BookmarkSubscribeRSS Feed

Disaster Recovery for SAS Viya on Kubernetes

Started ‎06-11-2021 by
Modified ‎06-11-2021 by
Views 6,081

Hosting SAS Viya in the cloud will soon become more common than hosting it on bare OS, if it is not already. Some cloud providers and their partners offer tools and services to help you implement disaster recovery (DR) capabilities.

 

Plus, the fact that SAS Viya 2021.1 and later runs on Kubernetes introduces new considerations for DR beyond those we had for SAS Viya 3.x on bare OS. So while SAS Viya 2021.1 and later on Kubernetes is not significantly more or less vulnerable to disaster than any previous release of SAS, these two things merit an update on considerations for DR in SAS Viya.

 

The slide below outlines considerations that are specific to cloud hosting and to Kubernetes:

 

DR-1_Chapter-Slide-11-1-1024x576.png

 

 

SAS Viya on Kubernetes has specific technical requirements for Disaster Recovery. Your DR site's Kubernetes environment must have the same SAS Viya products at the same version of SAS Viya as your production site. The documentation says you must also use the same namespace name in the DR cluster, but we think this is more of a preference than a requirement, since it is quite straightforward to restore a Viya 4 backup to a different namespace name, and namespace names and DNS aliases are easily decoupled - while it may be common practice to have your Viya deployment's namespace name (production, test, gelcorp etc.) as a part of its DNS alias, it is certainly not a requirement to.

 

It must also be deployed on the same version of Kubernetes in the same cloud infrastructure, so failing over from one Azure AKS cluster to another Azure AKS cluster is okay, but we do not support failing over from an Azure AKS cluster to an Amazon EKS cluster as part of a DR process.

 

Disaster Recovery for SAS Viya on Azure Kubernetes Services (AKS)

 

DR-2_Chapter-Slide-12-1024x576.png

 

 

 

Microsoft Azure Site Recovery's best practices for DR in AKS recommend using their DNS-based load balancer Azure Traffic Manager to route traffic to either your primary or secondary AKS cluster, hosted in different Azure regions.

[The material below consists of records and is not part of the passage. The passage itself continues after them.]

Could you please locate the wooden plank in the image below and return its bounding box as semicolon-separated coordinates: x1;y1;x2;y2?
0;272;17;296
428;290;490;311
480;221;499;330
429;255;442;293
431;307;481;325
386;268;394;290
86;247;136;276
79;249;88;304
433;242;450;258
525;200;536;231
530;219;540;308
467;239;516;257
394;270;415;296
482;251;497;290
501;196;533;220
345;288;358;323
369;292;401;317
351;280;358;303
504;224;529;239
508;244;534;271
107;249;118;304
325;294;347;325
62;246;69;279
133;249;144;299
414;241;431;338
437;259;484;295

It can interconnect two clusters to enable communication between them for data replication. It also has features for replicating container images between the Azure Container Registry in each Azure region where you have an AKS cluster, and the best practice guide above discusses several aspects of replicating storage. But it remains the technical architect's responsibility to figure out how to replicate SAS Viya state data between clusters in different regions in a way that will satisfy the customer's desired RPO and RTO. More on this below.

 

Start-up Arpio (see below) is also developing a capability for Azure, not yet released.  

 

Disaster Recovery for SAS Viya on Amazon Elastic Kubernetes Services (EKS)

 

Arpio



 

DR-3_Chapter-Slide-13-1-1024x576.png

 

 

Arpio is a start-up based in Durham, NC (near Cary) who offer security-conscious replication of a production AWS environment in one region to a second 'recovery' region. SAS Cloud is moving towards using Arpio for DR capability, but at this point it's fairly new to me. See arpio.io/how-it-works/ for their marketing.  

 

AWS CloudEndure

 

DR-4_Chapter-Slide-13-1024x576.png

 

 

Amazon AWS CloudEndure is their DR offering for EKS-hosted SAS Viya deployments. Documentation for using CloudEndure for EKS clusters seems to be light, but the general principles for what needs to be replicated and how traffic needs to be directed to whichever region is currently hosting your services is the same as in Azure.

 

The unique selling point for CloudEndure seems to be cost reduction, in that it uses low cost staging machines on the DR site when the production site is healthy. In the event of a disaster in Production it scales up the machines on the DR site to full size, ready for business use.

 

However, CloudEndure may not always meet the security requirements for some of our more data security-conscious customers.  

 

Google Cloud Platform and OpenShift

We have not so far identified similar services specifically developed to support Disaster Recovery for Google Cloud Platform or OpenShift. If you know of any, please tell me, as we'd like to cover them in our content.  

 

Further reading on SAS Disaster Recovery

In addition to Disaster Recovery practices outlined in the SAS Viya documentation, there is a SAS Disaster Recovery Policy for SAS Viya 3.4. There is not yet an SAS Disaster Recovery Policy specifically for SAS Viya on Kubernetes. Rob Collum's SAS Communities post on Contemplating disaster recovery for SAS from 19 July 2018 is also well worth reading.

 

Further considerations for DR

 

General

The resources listed above aim to explain:

  • That disaster recovery is not a feature of SAS software, it is a capability you must design, create and maintain
  • How to define a disaster in practical, measurable, objective terms which could potentially be instrumented for automated decision making
  • That resilience to disasters is based on eliminating single points of failure, that hosting on a single site creates such a single point of failure, therefore you need two sites BUT network latency means deployments that span sites will not work, so Prod/DR must be active/passive and synchronised

They also discuss how important it is that you agree with your business stakeholders:

  • What the risks and potential costs of a disaster impacting SAS services are to the business
  • If and how you will design your services to mitigate those risks so far as is practically possible e.g. through eliminating single points of failure for both storage and compute, load balancing and horizontal scaling for high availability as well as for performance
  • What you would do in the event of a disaster, in order to provide business continuity, and
  • What you would do following the disaster, to achieve full recovery to normal business operations
  • How you will keep a production site and a DR site in synchronization
  • How long a period of work and data loss can be tolerated
  • How quickly you must recover from a disaster, to ensure business continuity and what implication this has for automating the failover process to reduce delays
  • How often you will test your DR processes, and how much prior warning you and the business will get of a test. Should you consider something as extreme as Netflix's Chaos Monkey?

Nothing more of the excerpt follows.